Knauth, L.P. and S.K. Roberts, 1991, The Hydrogen and Oxygen Isotopic history of the Silurian-Permian hydrosphere as determined by direct measurement of Fossil Water. Geochemical Society Special Publication No. 3, p. 91-104.

Lloyd, R.M. 1966, Oxygen isotope enrichment of sea water by evaporation. Geochimica et Cosmochmica Acta, 30, 801-814.

Thanks to Drs Veizer, Eiler, Muehlenbachs and Knauth for their rapid replies. I will attempt to answer the two most important specific points here.

1. Eiler writes:

"And, most importantly, how do Shields and Veizer propose to come to grips with the conventional evidence (d18O, d13C, trace metals, etc.)? It is insufficient to pass these off as fortuitous trends, as Veizer suggests."

This final and "most important" statement reiterates the point that the d18O and d13C values are altered according to conventional evidence. However, no evidence is presented to suggest that the stable isotope values from this study are in any way altered. Indeed, the reported isotope values seem to reflect established trends in d13C and d18O, suggesting that they are not altered. No trace metal evidence is given for the Silurian samples, while trace metal data for the Carboniferous samples show alteration related to conversion to calcite (as marine aragonite would seldom contain such high concentrations of Fe and Mn). If the proposed stable isotope shifts are due to alteration to calcite, then the geochemical composition of the secondary calcite can be calculated from XRD data (suppl. table 2). In the most altered sample, only 31% has reverted to calcite, enough to push Fe conc. up to 500ppm. This means that the calcite portion of this sample must have an Fe conc. of about 1500ppm or so, fairly typical for secondary calcite. Because the authors argue that d18O has also been raised in this sample, one can calculate the d18O value of this secondary component. Clearly, from the authors' own arguments, both d13C and d18O needs to be much higher in this calcite component - something which can merely be tested. Alternatively, if both the aragonite and calcite in these samples have the same isotope values then this would indicate that the aragonite itself has undergone isotopic alteration. Not only would this conclusion be extraordinary, but it would imply that the trace metal evidence for alteration is anyway irrelevant.

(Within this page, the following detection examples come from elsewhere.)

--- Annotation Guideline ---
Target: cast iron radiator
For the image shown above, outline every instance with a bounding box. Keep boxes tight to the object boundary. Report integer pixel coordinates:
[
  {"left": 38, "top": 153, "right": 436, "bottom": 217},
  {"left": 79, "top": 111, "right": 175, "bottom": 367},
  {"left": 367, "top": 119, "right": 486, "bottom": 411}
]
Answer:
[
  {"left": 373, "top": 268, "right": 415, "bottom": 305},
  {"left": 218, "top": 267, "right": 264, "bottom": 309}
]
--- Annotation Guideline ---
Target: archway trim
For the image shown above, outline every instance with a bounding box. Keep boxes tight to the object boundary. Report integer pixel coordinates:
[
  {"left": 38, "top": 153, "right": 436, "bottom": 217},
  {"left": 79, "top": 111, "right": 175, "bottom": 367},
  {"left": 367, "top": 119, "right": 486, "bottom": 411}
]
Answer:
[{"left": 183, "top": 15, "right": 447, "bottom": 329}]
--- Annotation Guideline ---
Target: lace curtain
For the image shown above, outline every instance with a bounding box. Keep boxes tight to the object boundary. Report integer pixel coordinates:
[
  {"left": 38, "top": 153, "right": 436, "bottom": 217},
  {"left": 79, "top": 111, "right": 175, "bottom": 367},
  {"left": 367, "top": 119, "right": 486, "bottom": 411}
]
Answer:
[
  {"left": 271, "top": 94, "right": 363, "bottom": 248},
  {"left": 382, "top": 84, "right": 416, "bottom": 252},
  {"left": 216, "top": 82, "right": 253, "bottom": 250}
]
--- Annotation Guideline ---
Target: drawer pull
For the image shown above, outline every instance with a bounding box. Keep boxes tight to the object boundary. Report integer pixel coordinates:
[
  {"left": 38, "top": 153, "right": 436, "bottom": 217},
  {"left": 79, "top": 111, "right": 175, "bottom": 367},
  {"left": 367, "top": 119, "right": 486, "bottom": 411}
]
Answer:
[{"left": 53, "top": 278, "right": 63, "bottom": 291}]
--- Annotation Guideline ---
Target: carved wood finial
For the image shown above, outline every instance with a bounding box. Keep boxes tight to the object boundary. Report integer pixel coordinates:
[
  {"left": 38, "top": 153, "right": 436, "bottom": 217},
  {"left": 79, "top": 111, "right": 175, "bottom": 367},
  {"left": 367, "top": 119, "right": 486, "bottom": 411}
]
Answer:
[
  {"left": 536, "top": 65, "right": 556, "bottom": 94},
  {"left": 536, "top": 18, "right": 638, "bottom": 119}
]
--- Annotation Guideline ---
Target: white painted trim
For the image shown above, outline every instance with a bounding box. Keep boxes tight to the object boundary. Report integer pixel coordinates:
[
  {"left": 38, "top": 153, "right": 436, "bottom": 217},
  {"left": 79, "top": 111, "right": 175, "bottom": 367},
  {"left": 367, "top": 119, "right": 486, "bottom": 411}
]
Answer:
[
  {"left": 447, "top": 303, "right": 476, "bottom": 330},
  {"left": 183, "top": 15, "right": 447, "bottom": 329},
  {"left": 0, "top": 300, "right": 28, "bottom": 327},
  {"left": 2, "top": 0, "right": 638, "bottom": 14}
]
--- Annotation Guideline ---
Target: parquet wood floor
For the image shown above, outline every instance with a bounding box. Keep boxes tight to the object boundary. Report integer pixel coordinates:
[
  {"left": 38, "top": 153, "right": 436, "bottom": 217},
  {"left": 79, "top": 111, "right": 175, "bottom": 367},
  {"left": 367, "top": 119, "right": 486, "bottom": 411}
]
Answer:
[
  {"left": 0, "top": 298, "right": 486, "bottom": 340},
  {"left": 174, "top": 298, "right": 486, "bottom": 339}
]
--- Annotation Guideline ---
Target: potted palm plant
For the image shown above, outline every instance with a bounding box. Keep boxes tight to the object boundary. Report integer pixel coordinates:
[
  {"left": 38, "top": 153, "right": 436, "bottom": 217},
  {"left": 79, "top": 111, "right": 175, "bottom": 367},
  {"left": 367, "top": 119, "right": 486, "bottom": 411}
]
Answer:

2. The later comments of Muehlenbachs and Knauth are dealt with elsewhere in the literature and I do not need to repeat them here. However, one comment of Muehlenbachs requires immediate correction:

"The Came et. al paper resolves the previously contentious question of the delta value of seawater in the Paleozoic, namely Came et al. found that Silurian seawater had a delta 18-O value similar to today’s value of 0 but not the -8 per mille suggested previously by some of the coauthors of the Came et al. paper and others.......The stages of diagenesis and alteration of carbonates may need more analyses and discussion, but the debate re Paleozoic ocean delta 18-O values has been closed by Came et al."

By the authors' own calculations, Carboniferous seawater d18O was lower than -3 per mil during a period of ice build-up possibly equivalent to today. This minimum deviation from the modern value already represents an extraordinary depletion with respect to the modern ocean.